The risk of liver disease is related to the amount of alcohol consumed, but female gender, other undefined genetic factors, chronic viral hepatitis, hepatotoxins, obesity and other nutritional impairment all accelerate the disease process. Hepatitis C is more common in alcoholics than in the general community and when the two are combined, liver disease progresses more rapidly.
Excessive drinkers are at increased risk of some types of drug-induced liver injury. For example, paracetamol in apparently therapeutic doses has led to acute liver failure in alcoholics and methotrexate accelerates hepatic fibrosis in heavy drinkers.
A quantitative alcohol history should be recorded for all patients. Average daily consumption is expressed in grams of alcohol or standard drinks (each containing 10 g ethanol). Consumption is frequently underreported.
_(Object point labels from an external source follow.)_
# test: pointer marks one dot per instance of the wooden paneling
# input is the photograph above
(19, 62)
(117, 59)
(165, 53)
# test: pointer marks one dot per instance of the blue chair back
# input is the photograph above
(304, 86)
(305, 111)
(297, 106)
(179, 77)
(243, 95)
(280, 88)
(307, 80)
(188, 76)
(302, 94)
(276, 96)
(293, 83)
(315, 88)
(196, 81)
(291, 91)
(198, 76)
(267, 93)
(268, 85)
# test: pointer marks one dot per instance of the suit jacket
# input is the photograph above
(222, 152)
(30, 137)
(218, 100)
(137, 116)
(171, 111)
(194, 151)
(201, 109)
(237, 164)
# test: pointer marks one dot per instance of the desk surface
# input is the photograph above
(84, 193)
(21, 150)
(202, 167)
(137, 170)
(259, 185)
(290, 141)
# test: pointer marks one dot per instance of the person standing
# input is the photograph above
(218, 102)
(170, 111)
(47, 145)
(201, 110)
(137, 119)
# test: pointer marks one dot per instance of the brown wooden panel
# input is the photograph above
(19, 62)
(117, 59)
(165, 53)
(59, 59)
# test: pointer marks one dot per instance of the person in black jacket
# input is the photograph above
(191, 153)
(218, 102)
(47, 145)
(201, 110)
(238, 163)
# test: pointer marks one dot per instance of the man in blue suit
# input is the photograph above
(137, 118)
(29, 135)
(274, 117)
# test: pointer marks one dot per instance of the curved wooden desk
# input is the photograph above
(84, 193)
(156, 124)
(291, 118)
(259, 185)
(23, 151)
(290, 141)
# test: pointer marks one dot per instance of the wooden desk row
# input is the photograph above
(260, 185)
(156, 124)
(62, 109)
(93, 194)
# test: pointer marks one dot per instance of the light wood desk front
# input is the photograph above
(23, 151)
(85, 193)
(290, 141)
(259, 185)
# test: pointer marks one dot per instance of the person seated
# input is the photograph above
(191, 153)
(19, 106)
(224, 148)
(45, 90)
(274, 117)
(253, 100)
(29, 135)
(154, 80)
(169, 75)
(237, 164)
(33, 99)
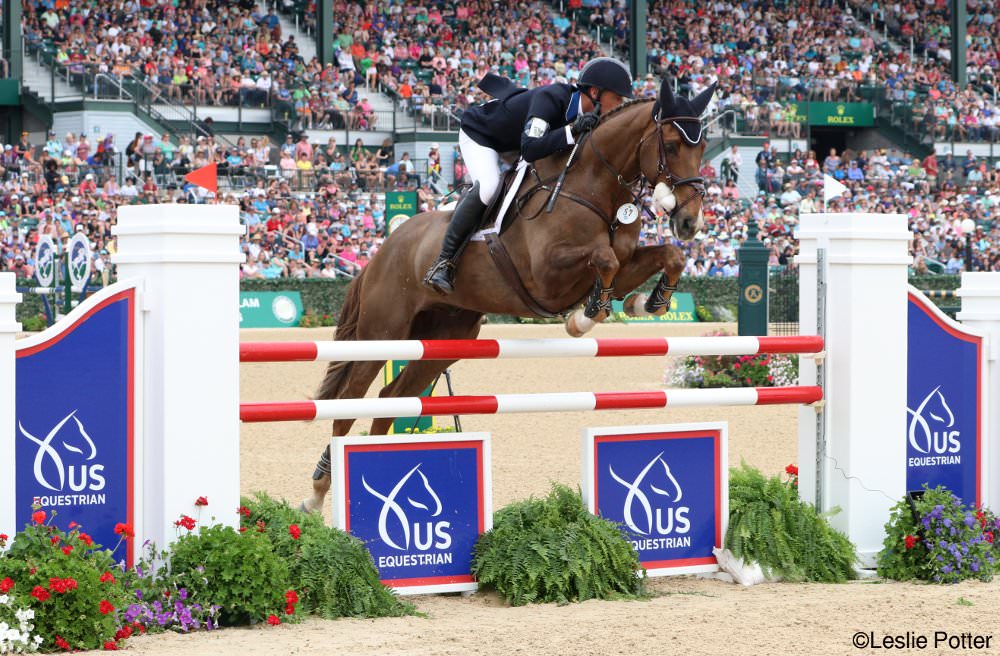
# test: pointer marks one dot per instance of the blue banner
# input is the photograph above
(74, 431)
(943, 403)
(419, 506)
(666, 491)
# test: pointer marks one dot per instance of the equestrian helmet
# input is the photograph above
(607, 73)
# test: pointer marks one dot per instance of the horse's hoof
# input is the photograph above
(579, 324)
(634, 305)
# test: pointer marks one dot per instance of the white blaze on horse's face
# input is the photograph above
(664, 197)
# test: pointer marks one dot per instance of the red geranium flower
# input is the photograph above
(186, 522)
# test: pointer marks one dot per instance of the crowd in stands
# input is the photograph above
(768, 54)
(333, 229)
(937, 194)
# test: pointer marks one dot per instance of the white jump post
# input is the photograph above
(863, 468)
(980, 294)
(9, 327)
(187, 257)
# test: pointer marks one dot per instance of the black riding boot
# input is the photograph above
(464, 221)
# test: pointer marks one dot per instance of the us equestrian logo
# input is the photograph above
(66, 459)
(652, 505)
(932, 432)
(410, 516)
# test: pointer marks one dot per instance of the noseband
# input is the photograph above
(663, 172)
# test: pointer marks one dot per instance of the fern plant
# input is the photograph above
(770, 525)
(552, 549)
(332, 571)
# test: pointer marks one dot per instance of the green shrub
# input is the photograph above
(238, 571)
(939, 539)
(770, 525)
(332, 571)
(552, 549)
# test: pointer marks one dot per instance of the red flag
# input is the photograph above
(206, 177)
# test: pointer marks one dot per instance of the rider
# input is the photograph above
(537, 122)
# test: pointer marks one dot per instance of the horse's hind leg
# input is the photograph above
(417, 375)
(599, 303)
(358, 377)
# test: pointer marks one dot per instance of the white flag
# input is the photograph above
(832, 188)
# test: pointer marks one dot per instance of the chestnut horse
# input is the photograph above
(579, 248)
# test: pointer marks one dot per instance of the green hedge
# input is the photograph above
(321, 296)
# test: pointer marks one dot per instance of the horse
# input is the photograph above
(581, 250)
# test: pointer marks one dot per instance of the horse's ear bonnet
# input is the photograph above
(688, 112)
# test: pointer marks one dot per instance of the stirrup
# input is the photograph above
(440, 276)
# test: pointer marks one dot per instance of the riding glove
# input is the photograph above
(584, 123)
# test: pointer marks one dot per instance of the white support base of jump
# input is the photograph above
(861, 468)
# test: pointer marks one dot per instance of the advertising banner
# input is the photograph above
(944, 408)
(75, 427)
(666, 485)
(418, 503)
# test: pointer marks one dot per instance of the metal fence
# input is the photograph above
(783, 301)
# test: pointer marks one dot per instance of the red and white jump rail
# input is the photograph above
(412, 406)
(467, 349)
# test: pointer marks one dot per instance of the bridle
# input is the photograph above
(663, 172)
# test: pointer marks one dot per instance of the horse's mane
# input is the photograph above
(625, 105)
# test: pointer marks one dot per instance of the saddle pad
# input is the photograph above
(522, 166)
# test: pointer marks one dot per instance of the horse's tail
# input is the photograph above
(337, 373)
In some cases, alcohol abuse may be recognised via other typical medical or psychosocial problems such as depression, neurological toxicity, abdominal pain, relationship difficulties, poor work performance, trauma and violence.
|A positive response on screening indicates the need for further assesssment|
a. AUDIT (original version has 10 questions, but question 3 on its own is very useful)
b. The CAGE screening questions: two or more positive responses suggest alcohol dependence
Laboratory markers such as gamma-glutamyltransferase (GGT) and mean corpuscular volume (MCV) are only moderately sensitive and specific for drinking problems in general. In ALD, the GGT level is almost invariably elevated. However, elevated levels may also be seen in other liver diseases and with some drugs (notably anticonvulsants). The MCV is generally less sensitive and less specific than GGT. Combined assessment of MCV and GGT detects 70% of the alcohol-dependent population. The carbohydrate-deficient transferrin (CDT) test may be more specific than GGT, but the test is not widely available at present and there are false positives in any form of advanced liver disease. Several other laboratory parameters may be elevated, including uric acid, triglycerides and high-density lipoprotein cholesterol. These are not adequately sensitive or specific for use as a screening test.